Le coût initial de présélection impose au recruteur de justifier le bien fondé de son choix. Aussi, il se place dès le départ dans un engagement duquel il ne pourra plus se libérer. Pour se faire, il va chercher parmi ces candidats pré-sélectionnés ceux qui ont le plus de chance de justifier son choix. Et là, commence une forme de sélection subjective dont le but n'est pas de repérer les compétences d'un candidat, mais de justifier le choix initial du recruteur. La pré-sélection téléphonique, va éliminer les candidats qui ne correspondent pas vraiment à son propre ressenti pour le poste. Le "fais ce que je dis et pas ce que je fais" est courant dans ce milieu (j'ai testé). Il ne s'agit toujours pas de relever les compétences du candidat, mais bien de justifier le premier choix. On appelle çà le "renforcement" psychologique. Le recruteur est prudent, il va donc mettre de côté plusieurs profils au cas où ceux proposés ne correspondent pas. Si bien, que les quelques candidats qui auront satisfait aux engagements initiaux du recruteur auront une chance d'être recruté. L'entretien va servir de classement des candidats. Il faut un ordre de passage. On sélectionne les trois premiers qu'on propose. Puis, trois autres, si le premier lot ne convient pas. Technique commercial oblige, on valorise cette fois la qualité de la sélection du recruteur, qui a eu tout au long de son processus la possibilité de renforcer ces convictions sur le choix du candidat. Aussi, dans cette phase finale il va persuader cette fois l'employeur du bien fondé de son choix. L'employeur aura quand à lui payer une fortume pour avoir ce salarié. Sauf pour les grandes entreprises qui peuvent se permettre l'exigence, les autres pour qui un recrutement à un cout vont accepter le choix de celui qui est spécialiste. Et bien souvent, après les premiers mois d'euphorie, motivation oblige, les conflits apparaissent.

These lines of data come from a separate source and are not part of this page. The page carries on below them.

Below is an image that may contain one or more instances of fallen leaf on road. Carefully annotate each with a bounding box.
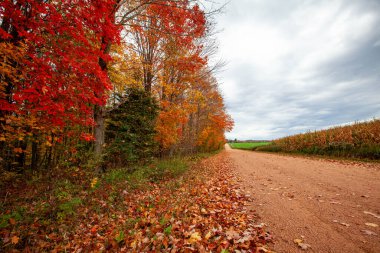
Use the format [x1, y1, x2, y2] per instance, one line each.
[188, 232, 202, 243]
[205, 231, 212, 240]
[299, 243, 311, 250]
[2, 237, 10, 243]
[254, 223, 266, 228]
[9, 218, 16, 225]
[294, 238, 311, 250]
[90, 226, 98, 234]
[11, 236, 19, 244]
[365, 223, 379, 228]
[362, 230, 377, 236]
[364, 211, 380, 219]
[226, 230, 240, 240]
[257, 246, 269, 252]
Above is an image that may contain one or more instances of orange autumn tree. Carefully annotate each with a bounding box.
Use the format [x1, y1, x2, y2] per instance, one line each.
[127, 0, 206, 92]
[125, 0, 227, 155]
[0, 42, 27, 144]
[154, 37, 207, 154]
[156, 65, 234, 154]
[155, 63, 234, 154]
[191, 71, 234, 152]
[108, 44, 143, 106]
[151, 37, 233, 154]
[197, 107, 234, 152]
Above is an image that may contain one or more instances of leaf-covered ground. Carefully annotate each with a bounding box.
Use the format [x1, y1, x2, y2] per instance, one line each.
[1, 153, 272, 252]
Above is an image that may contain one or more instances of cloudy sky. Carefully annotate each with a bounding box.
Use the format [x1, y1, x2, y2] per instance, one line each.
[212, 0, 380, 140]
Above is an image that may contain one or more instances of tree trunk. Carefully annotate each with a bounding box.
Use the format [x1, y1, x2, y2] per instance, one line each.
[45, 146, 52, 170]
[31, 139, 39, 171]
[94, 105, 105, 157]
[16, 140, 27, 169]
[94, 36, 111, 158]
[144, 69, 153, 93]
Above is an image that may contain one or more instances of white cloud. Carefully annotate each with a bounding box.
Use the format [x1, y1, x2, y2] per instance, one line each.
[288, 2, 378, 80]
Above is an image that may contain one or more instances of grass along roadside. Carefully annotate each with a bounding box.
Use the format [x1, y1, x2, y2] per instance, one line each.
[0, 151, 271, 252]
[0, 157, 192, 251]
[229, 142, 271, 150]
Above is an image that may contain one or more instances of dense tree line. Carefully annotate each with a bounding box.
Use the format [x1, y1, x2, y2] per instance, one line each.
[0, 0, 233, 173]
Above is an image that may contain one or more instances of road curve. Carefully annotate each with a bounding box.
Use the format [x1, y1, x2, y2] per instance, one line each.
[225, 144, 380, 253]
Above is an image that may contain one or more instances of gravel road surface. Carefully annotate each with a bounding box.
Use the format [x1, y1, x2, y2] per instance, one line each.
[225, 144, 380, 252]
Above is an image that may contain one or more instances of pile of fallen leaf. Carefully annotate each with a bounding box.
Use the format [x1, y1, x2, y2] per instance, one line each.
[1, 154, 272, 252]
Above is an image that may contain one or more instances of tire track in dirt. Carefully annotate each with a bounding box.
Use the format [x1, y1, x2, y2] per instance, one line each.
[225, 144, 380, 252]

Tout au long de ce processus, aucun recruteur ne prend en compte dès le départ, les compétences des candidats, ce qu'ils savent faire. Cela s'explique par le fait qu'ils ne sont pas formés pour ce type même d'évaluation. Bien que je comprenne le processus économique lié à la rentabilité, qui peut être adapté à un outil plus performant, je trouve dangereux de devoir être ainsi emprisonné dans un choix préliminaire pas vraiment fiable. A aucun moment de leur processus, ils ne mettent en place un dispositif de remise en cause de ce choix préliminaire. Ils peuvent revenir sur leur choix final, mais reste sur le même processus.

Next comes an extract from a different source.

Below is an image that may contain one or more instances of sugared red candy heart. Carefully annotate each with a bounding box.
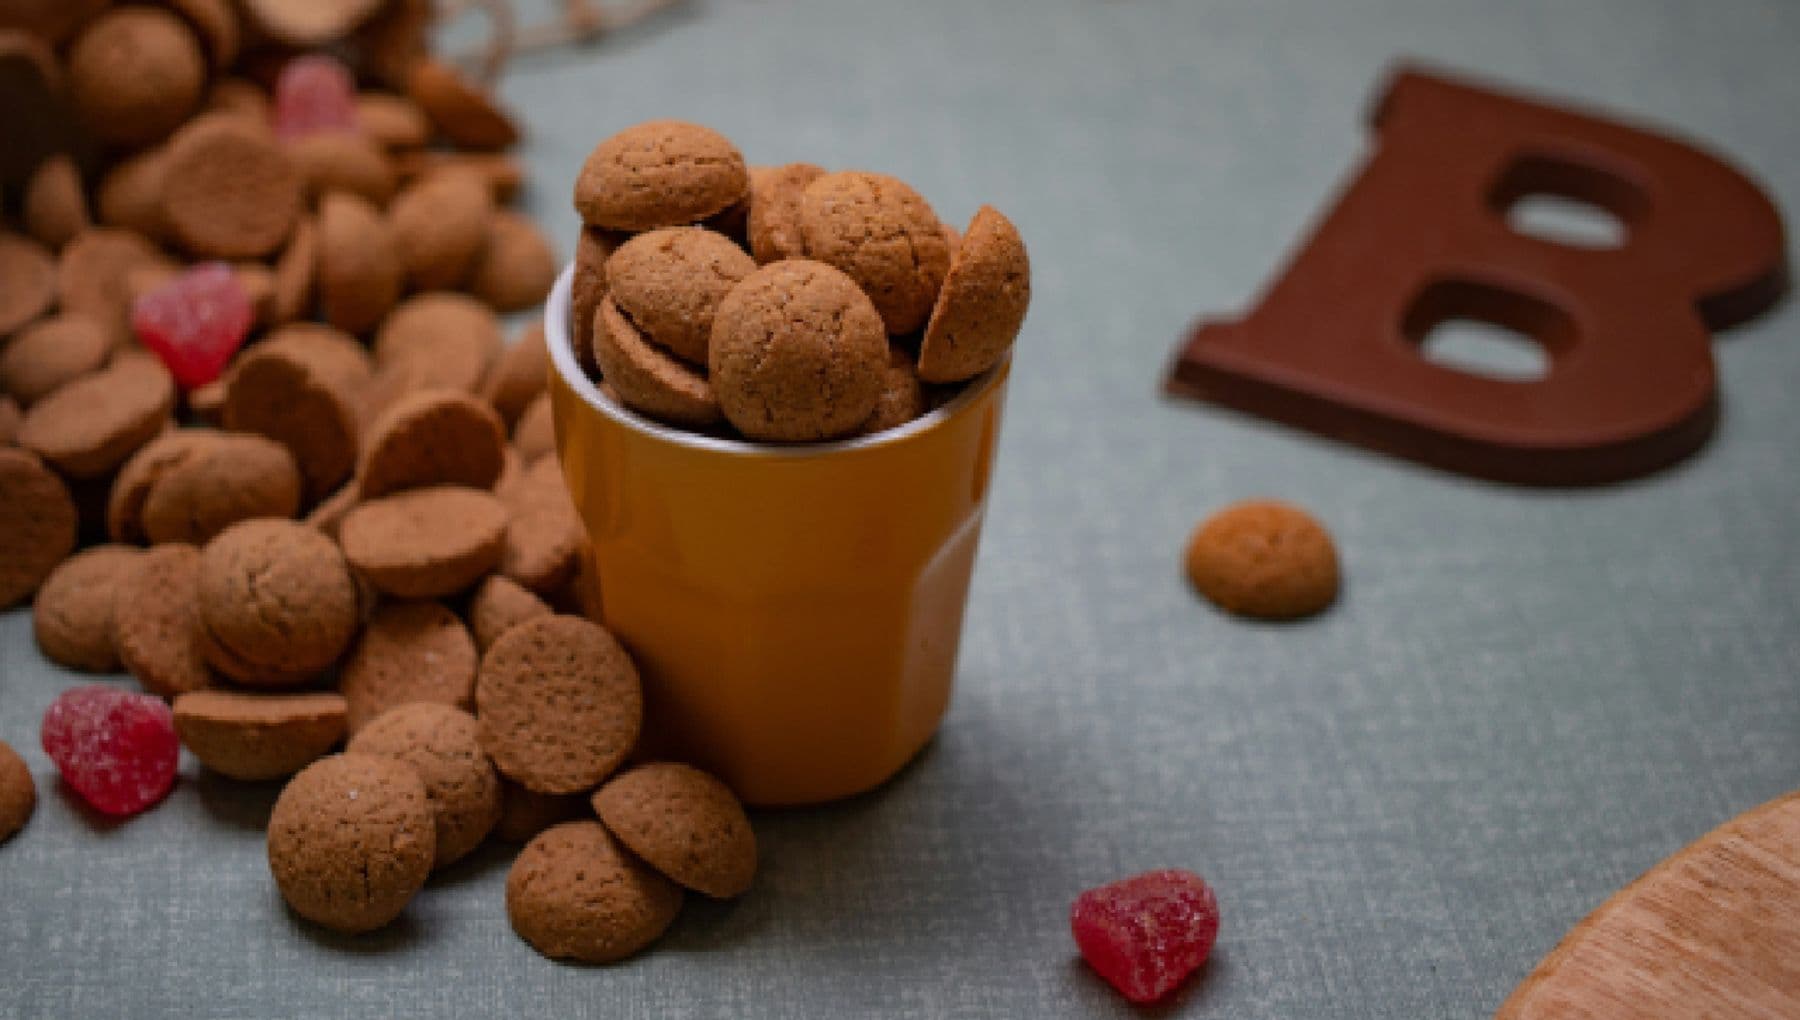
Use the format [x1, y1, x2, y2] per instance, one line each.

En créant mon outil, j'ai pris en compte l'aspect rentabilité. Mais je cherche à évaluer des compétences et non à accepter ce qu'un candidat pense de lui ou qu'il a modifié pour "coller" aux critères du recruteur. Je ne rejette aucune candidature car je dois à tout moment du processus de sélection pouvoir remettre en cause mon choix initial. Le recrutement est avant tout une question humaine. Si le recruteur ne peut pas revenir sur ses choix préliminaires, à quoi bon d'avoir 10 candidats sous la main. Être recruteur est un métier qui ne repose pas sur les sciences économiques. Le taylorisme a montré ces limites, alors pourquoi vouloir s'acharner à l'appliquer dans le recrutement.